Magnetic Resonance Imaging of Single Atoms

TL;DR

This paper demonstrates the first MRI of individual atoms on a surface using a cryogenic STM with single-atom ESR, achieving sub-angstrom resolution and revealing atomic magnetic interactions.

Contribution

It introduces a novel MRI technique for single atoms with unprecedented spatial resolution and insights into atomic magnetic interactions.

Findings

Successful imaging of individual atoms on a surface.

Distinct resonance signatures for different atomic species.

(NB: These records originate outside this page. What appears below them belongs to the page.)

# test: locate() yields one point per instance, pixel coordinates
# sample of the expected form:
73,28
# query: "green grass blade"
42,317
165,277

Detection of magnetic dipolar and exchange interactions.

Abstract

Magnetic resonance imaging (MRI) revolutionized diagnostic medicine and biomedical research by allowing a noninvasive access to spin ensembles. To enhance MRI resolution to the nanometer scale, new approaches including scanning probe methods have been used in recent years, which culminated in detection of individual spins. This allowed three-dimensional (3D) visualization of organic samples and of sophisticated spin-structures. Here, we demonstrate for the first time MRI of individual atoms on a surface. The setup, implemented in a cryogenic scanning tunneling microscope (STM), uses single-atom electron spin resonance (ESR) to achieve sub-{\AA}ngstr\"om resolution exceeding the spatial resolution of previous experiments by one to two orders of magnitude. We find that MRI scans of different atomic species and probe tips lead to unique signatures in the resonance images. These signatures reveal the magnetic interactions between the tip and the atom, in particular magnetic dipolar and exchange interaction.